The problem with this system comes in the form of peer diversity. If a local power outage takes out a neighborhood, this neighborhood held all of your peers, no individual had backup power/internet access or even device batteries, and your device somehow lost all of its valuable data, then your data would be unavailable until a peer comes back online. It’s a relatively rare occurrence, but its still important to remember. In order to combat this problem its recommended that you choose a geographically diverse set of peers as to prevent physical data barriers and a set of peers that use different computer stacks as to prevent digital data barriers. By including different devices in different locations an individual has a lower average que time, and a near zero chance that a bug or physical barrier keeps you from your backups.

Enforced inclusion/diversity is being considered at the moment. By adding some random peers to each network we can: 1) improve que times and even remove the que in some cases 2) manage nefarious network activities by incentivising randoms to report suspicious activity.

Participation/Load Balancing:

As mentioned earlier, users that begin a redundancy agreement or those who qualify for group networking will start by, among other things, agreeing upon an overshare tolerance. The program proposes an initial tolerance based on the nature of the agreement and both parties negotiate until both agree on the percentage. Most of the technical details listed regarding network architecture will be abstracted and backended in the mainstream application.

Once the tolerance is determined, both parties complete any other negotiations and begin the redundancy leveraging process. An upload will not silently begin if the calculated upload size exceeds the overshare tolerance. If an upload size is still to big even with the most aggressive compression algorithms, the user will be prompted to continue a partial upload. This partial upload will be documented and the storing party will be informed of any partial coverage. Under ideal circumstances, peers will be matched to such a degree of accuracy that the overshare tolerance is near zero and neither party has to deal with partial coverage. In this agreement both parties host full encrypted copies of each others data and local storage is converted into distributed sem-prem storage. The number of peers you device can support is directly proportional to both the space available on your local drive and the general amount of data you need to store. This equality framework is adopted across most other network resource distribution; any resource that can’t be managed this way will be discussed in a later document.
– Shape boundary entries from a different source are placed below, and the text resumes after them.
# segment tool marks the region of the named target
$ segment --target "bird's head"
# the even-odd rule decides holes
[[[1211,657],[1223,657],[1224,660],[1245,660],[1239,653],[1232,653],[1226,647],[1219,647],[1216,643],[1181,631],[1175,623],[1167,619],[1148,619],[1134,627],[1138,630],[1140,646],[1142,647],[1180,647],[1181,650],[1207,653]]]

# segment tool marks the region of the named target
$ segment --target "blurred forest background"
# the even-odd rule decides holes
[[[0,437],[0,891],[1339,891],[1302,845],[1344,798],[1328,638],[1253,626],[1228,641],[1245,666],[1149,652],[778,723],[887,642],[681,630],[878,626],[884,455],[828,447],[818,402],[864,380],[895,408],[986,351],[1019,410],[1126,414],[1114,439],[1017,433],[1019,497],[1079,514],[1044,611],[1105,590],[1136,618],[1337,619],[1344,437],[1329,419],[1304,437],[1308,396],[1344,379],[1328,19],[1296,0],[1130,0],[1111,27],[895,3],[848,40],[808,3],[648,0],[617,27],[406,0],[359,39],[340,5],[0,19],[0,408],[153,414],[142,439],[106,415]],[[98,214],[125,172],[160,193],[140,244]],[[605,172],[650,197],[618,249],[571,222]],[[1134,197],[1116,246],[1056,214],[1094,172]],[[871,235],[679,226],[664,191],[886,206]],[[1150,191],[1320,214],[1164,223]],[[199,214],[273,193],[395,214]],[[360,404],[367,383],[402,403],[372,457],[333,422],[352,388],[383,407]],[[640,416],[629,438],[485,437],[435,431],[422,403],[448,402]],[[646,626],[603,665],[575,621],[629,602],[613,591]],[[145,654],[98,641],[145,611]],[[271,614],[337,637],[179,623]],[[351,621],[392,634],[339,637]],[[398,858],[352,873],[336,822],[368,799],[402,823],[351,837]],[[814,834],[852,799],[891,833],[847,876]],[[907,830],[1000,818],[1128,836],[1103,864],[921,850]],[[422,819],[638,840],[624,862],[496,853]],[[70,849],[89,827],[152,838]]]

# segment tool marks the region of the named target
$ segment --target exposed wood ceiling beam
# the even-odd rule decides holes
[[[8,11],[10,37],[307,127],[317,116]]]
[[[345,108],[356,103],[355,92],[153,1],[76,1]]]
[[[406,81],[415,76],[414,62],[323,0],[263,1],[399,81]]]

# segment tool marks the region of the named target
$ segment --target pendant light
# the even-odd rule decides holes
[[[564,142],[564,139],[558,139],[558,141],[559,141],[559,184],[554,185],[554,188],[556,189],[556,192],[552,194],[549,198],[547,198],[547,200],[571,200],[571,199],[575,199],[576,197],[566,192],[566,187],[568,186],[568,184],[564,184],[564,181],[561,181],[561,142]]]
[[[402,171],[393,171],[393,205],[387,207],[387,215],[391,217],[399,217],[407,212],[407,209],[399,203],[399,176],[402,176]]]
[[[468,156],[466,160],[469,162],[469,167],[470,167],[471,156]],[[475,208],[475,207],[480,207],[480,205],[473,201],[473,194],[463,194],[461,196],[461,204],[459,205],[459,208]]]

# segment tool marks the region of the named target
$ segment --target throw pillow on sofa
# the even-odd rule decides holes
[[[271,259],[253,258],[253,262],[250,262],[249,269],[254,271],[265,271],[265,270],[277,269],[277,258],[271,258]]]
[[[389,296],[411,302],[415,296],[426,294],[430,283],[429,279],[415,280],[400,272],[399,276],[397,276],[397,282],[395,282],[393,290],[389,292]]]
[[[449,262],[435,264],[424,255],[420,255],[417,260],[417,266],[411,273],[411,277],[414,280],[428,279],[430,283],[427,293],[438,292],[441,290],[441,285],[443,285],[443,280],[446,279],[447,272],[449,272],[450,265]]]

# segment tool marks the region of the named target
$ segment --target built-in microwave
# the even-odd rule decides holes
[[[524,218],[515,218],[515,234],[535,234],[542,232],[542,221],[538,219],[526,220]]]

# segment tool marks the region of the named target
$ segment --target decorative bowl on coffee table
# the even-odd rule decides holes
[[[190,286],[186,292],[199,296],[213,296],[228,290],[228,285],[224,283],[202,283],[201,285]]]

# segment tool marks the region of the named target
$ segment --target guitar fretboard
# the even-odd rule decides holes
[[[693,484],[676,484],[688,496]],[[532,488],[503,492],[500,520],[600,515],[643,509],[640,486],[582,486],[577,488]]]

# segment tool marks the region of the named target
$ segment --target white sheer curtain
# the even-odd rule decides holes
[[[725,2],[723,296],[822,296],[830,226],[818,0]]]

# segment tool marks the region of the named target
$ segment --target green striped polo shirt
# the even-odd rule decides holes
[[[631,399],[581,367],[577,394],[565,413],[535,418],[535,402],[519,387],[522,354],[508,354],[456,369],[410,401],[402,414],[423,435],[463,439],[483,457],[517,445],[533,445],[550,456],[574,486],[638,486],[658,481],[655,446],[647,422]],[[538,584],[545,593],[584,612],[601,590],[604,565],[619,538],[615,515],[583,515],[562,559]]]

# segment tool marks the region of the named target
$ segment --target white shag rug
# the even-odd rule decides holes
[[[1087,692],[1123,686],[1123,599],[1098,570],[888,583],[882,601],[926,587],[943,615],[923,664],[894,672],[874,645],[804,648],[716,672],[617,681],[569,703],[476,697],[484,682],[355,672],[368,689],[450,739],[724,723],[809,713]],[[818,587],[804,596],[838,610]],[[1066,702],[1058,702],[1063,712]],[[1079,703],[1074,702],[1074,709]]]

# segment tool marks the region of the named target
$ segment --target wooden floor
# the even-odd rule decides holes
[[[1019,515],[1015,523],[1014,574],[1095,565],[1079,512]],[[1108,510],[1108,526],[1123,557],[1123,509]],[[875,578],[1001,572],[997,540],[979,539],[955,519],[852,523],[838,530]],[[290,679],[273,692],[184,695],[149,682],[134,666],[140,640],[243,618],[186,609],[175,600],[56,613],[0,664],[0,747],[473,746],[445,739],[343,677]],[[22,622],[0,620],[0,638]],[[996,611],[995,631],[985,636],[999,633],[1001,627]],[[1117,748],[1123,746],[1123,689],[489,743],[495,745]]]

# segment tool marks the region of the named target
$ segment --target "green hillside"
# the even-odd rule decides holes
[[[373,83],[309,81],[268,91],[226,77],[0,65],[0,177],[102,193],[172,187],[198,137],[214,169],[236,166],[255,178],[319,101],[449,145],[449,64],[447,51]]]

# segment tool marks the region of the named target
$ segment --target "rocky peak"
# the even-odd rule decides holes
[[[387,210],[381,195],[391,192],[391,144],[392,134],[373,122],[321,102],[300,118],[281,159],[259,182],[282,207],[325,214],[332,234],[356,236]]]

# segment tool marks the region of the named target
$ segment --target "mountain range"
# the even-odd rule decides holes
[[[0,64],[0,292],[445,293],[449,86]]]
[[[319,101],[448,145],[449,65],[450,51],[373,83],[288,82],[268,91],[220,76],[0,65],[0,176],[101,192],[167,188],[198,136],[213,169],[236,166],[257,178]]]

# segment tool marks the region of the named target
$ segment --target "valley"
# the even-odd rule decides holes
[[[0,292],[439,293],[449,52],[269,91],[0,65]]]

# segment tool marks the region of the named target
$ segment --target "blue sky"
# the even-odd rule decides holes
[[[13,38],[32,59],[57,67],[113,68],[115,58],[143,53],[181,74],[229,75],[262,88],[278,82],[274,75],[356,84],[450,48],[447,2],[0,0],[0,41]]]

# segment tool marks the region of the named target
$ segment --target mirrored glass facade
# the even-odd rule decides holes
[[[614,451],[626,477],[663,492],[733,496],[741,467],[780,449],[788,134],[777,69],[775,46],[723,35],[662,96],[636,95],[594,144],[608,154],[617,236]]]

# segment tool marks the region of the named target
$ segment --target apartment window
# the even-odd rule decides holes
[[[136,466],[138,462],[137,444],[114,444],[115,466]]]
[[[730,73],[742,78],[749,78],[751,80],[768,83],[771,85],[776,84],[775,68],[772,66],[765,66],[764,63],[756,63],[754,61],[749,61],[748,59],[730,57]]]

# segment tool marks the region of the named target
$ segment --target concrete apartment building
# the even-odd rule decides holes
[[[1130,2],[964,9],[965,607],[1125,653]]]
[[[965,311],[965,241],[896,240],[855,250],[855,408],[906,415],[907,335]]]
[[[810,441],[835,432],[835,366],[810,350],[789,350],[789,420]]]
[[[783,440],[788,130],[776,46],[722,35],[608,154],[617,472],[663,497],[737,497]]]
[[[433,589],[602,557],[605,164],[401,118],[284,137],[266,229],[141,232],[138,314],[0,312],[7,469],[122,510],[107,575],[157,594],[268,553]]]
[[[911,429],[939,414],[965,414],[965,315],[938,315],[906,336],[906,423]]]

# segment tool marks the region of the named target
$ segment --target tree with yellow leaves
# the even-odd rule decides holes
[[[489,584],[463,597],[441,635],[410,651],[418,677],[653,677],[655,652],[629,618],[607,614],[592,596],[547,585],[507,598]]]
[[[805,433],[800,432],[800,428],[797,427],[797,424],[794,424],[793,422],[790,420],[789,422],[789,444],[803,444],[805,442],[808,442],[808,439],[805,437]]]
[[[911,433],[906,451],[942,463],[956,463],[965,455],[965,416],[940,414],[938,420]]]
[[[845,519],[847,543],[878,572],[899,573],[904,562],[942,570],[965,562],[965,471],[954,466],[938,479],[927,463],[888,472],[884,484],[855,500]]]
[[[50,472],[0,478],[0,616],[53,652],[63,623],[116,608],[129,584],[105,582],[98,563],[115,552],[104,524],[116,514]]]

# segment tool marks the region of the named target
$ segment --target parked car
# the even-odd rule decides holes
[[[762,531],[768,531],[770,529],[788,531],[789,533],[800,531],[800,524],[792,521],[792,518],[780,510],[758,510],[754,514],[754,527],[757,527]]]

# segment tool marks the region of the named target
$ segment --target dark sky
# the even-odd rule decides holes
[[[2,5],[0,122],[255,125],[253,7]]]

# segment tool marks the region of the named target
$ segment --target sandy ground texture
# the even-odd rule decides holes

The mainstream application is designed to work in the background and consume minimal resources. Periodic checking of the que pool should be the only task consuming power on the regular. We can prevent que swamping by reducing endpoint network access, preventing users from requesting data if a local version is found on their device or if they requested recently. Using these methods alongside countless other defense mechanisms, que pools should almost always be empty and user devices should never use unneeded resources. In the end using these main methods and countless other periphery developments will lead to a streamline, non-intrusive, and simple data backup method. No more expensive or vulnerable cloud storage. Use the space you have and bring true sovereignty back to the dataspace.